No-boundary extremal surfaces in slow-roll inflation and other cosmologies

TL;DR

This paper investigates no-boundary extremal surfaces in slow-roll inflation and other cosmologies, revealing complex area corrections that relate to the wavefunction and extend previous de Sitter space results.

Contribution

It extends the study of extremal surfaces to slow-roll inflation and other cosmologies, analyzing their complex areas and connections to the wavefunction.

Findings

Real and imaginary area corrections match semiclassical wavefunction expansions

In pure de Sitter space, the extremal surface area equals half the de Sitter entropy

The approach applies to 3D inflation and Schwarzschild de Sitter spaces with small mass

Abstract

Building on previous work on de Sitter extremal surfaces anchored at the future boundary, we study no-boundary extremal surfaces in slow-roll inflation models, with perturbations to no-boundary global $dS$ preserving the spatial isometry. While in pure de Sitter space the Euclidean hemisphere gives a real area equalling half de Sitter entropy, the no-boundary extremal surface areas here have nontrivial real and imaginary pieces overall. We evaluate the area integrals in the complex time-plane defining appropriate contours.
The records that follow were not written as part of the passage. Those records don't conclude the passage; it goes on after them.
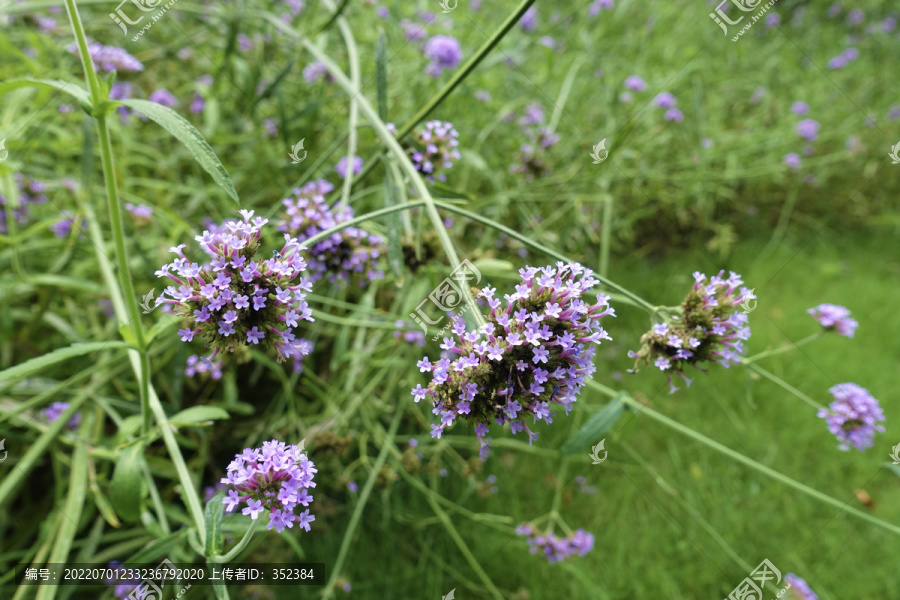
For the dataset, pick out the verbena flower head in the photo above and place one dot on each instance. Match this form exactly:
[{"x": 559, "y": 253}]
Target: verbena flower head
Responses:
[
  {"x": 275, "y": 478},
  {"x": 237, "y": 299},
  {"x": 444, "y": 52},
  {"x": 349, "y": 254},
  {"x": 110, "y": 58},
  {"x": 799, "y": 590},
  {"x": 711, "y": 328},
  {"x": 433, "y": 149},
  {"x": 531, "y": 355},
  {"x": 835, "y": 318},
  {"x": 853, "y": 417},
  {"x": 557, "y": 548},
  {"x": 55, "y": 410}
]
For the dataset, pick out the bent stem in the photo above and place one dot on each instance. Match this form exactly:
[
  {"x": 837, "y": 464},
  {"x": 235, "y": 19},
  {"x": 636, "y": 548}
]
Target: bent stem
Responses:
[{"x": 813, "y": 493}]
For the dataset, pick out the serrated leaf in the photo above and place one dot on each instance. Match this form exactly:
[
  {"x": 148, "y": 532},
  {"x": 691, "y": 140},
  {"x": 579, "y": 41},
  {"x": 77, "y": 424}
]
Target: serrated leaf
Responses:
[
  {"x": 126, "y": 490},
  {"x": 51, "y": 358},
  {"x": 212, "y": 517},
  {"x": 198, "y": 414},
  {"x": 188, "y": 135},
  {"x": 597, "y": 425}
]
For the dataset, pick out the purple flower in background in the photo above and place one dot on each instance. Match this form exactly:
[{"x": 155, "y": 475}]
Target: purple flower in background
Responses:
[
  {"x": 555, "y": 548},
  {"x": 197, "y": 104},
  {"x": 633, "y": 82},
  {"x": 276, "y": 477},
  {"x": 444, "y": 52},
  {"x": 529, "y": 20},
  {"x": 834, "y": 317},
  {"x": 525, "y": 361},
  {"x": 213, "y": 297},
  {"x": 792, "y": 160},
  {"x": 349, "y": 253},
  {"x": 800, "y": 108},
  {"x": 674, "y": 114},
  {"x": 55, "y": 410},
  {"x": 853, "y": 417},
  {"x": 808, "y": 129},
  {"x": 110, "y": 58},
  {"x": 316, "y": 71},
  {"x": 164, "y": 97},
  {"x": 341, "y": 167},
  {"x": 196, "y": 365},
  {"x": 712, "y": 328},
  {"x": 598, "y": 5},
  {"x": 800, "y": 590},
  {"x": 664, "y": 100}
]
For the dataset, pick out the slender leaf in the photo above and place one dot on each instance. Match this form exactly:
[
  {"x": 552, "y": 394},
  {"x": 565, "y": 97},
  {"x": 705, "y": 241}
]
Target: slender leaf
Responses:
[{"x": 188, "y": 135}]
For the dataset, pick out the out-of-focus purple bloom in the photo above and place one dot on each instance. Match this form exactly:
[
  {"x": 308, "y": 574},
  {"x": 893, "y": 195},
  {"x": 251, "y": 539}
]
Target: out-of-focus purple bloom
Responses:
[
  {"x": 556, "y": 548},
  {"x": 834, "y": 317},
  {"x": 800, "y": 108},
  {"x": 197, "y": 104},
  {"x": 349, "y": 253},
  {"x": 800, "y": 590},
  {"x": 853, "y": 417},
  {"x": 808, "y": 129},
  {"x": 599, "y": 5},
  {"x": 524, "y": 361},
  {"x": 196, "y": 365},
  {"x": 164, "y": 97},
  {"x": 792, "y": 160},
  {"x": 341, "y": 167},
  {"x": 712, "y": 328},
  {"x": 316, "y": 71},
  {"x": 276, "y": 477},
  {"x": 529, "y": 20},
  {"x": 444, "y": 52},
  {"x": 633, "y": 82},
  {"x": 55, "y": 410},
  {"x": 674, "y": 114},
  {"x": 664, "y": 100}
]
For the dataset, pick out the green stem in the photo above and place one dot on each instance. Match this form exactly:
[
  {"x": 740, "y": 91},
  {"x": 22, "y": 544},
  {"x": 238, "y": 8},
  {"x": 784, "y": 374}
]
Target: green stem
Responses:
[
  {"x": 813, "y": 493},
  {"x": 230, "y": 556},
  {"x": 782, "y": 383},
  {"x": 785, "y": 348},
  {"x": 328, "y": 592}
]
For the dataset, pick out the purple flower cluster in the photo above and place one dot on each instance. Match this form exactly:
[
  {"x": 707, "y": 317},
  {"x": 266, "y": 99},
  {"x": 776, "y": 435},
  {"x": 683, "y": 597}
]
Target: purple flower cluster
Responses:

For the 4-dim case, the real and imaginary finite corrections at leading order in the slow-roll parameter match those in the semiclassical expansion of the Wavefunction (or action), and corroborate the cosmic brane interpretation discussed previously. We also study no-boundary extremal surfaces in other cosmologies including 3-dimensional inflation and Schwarzschild de Sitter spaces with small mass.